Selected Joke : Life Likes That.

Signs that you've had TOO MUCH Computing


1.You try to enter your password on the microwave.
2.You email your son in his room to tell him that dinner is ready, and he emails you back, "What's for dinner dad?"
3.You chat several times a day with a stranger from South Africa, but you haven't spoken to your next door neighbor yet this year.

Laws of Computing

  1. If you have reached the point where you really understand your computer, it's probably obsolete.
  2. When you are computing, if someone is watching, whatever happens, behave as though you meant it to happen.
  3. When the going gets tough, upgrade your computer.
  4. The first place to look for information is in the section of the manual where you'd least expect to find it.
  5. For every action, there is an equal and opposite malfunction.
  6. To err is human ... to blame your computer for your mistakes is even more human, its downright natural.
  7. He who laughs last, probably has a back-up.
  8. The number one cause of computer problems is computer solutions.
  9. A complex system that doesn't work is invariably found to have evolved from a simpler system that worked just fine.
  10. A computer program will always do what you tell it to do, but rarely what you want it to do.
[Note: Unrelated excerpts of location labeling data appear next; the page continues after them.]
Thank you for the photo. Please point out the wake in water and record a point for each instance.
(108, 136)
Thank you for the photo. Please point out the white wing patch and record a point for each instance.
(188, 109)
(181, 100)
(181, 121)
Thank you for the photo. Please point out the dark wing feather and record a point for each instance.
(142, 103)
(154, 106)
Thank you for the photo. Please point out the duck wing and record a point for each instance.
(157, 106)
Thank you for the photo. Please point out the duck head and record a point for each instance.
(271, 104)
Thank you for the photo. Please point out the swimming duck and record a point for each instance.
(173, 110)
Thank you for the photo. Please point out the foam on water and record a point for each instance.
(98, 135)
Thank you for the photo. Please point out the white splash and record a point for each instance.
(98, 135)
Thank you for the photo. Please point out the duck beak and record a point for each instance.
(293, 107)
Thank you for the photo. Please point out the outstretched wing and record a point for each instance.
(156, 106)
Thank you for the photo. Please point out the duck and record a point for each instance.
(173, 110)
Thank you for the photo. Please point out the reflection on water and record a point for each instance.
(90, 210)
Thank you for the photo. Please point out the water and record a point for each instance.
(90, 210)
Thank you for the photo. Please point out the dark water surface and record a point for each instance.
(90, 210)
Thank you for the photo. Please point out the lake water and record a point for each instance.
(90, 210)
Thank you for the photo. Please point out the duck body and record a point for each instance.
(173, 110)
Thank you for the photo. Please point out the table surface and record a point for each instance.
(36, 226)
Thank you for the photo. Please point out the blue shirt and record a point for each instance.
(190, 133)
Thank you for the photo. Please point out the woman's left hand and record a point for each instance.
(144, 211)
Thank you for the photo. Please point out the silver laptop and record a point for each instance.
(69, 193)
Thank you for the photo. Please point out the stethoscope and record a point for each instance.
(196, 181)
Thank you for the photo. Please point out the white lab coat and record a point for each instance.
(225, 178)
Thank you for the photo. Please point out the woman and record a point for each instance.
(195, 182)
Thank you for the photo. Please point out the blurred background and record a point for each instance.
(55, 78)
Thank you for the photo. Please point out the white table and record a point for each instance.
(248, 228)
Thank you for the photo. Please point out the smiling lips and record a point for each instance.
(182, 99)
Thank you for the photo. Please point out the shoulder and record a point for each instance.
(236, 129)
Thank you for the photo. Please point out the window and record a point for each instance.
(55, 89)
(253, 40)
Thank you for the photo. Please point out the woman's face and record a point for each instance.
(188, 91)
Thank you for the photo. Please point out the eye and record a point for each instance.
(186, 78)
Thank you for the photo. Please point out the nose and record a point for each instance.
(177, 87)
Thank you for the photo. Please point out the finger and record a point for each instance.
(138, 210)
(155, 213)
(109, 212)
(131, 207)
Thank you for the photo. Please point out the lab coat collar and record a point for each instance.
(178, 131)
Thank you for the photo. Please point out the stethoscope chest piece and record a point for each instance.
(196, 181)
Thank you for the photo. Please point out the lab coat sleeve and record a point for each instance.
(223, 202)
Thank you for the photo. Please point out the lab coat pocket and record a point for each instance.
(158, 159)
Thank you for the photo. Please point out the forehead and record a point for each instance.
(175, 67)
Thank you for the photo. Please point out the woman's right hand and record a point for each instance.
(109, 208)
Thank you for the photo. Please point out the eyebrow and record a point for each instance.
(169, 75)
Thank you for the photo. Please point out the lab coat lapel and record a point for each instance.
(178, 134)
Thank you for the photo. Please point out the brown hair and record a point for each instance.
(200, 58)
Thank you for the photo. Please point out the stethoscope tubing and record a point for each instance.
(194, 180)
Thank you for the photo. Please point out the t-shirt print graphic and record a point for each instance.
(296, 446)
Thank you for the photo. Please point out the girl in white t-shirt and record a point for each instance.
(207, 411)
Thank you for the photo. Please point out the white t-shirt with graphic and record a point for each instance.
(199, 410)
Alternative  Laws of Computing

  1. The more acronyms on a page, the harder the topic is to understand.
  2. Inside every program is a small module struggling to find a life of its own.
  3. Developeritus.  Developers get their programs working perfectly on their machines, but they forget that their potential customers may have very different computer environments.
  4. Computer project teams avoid monthly progress reporting because it demonstrates their lack of progress.
  5. Program complexity grows until it exceeds the abilities of the programmer who must maintain it.
  6. You will never solve any computer problem if you are in a bad mood.
  7. When troubleshooting computer problems, people always assume that problem is the most obscure combination possible.  Whereas, in reality the fault is invariably the simplest fault.
  8. Every computer program expands to fill all the available memory.
  9. If a computer supplier says a part is interchangeable, for example tape drives - they lie.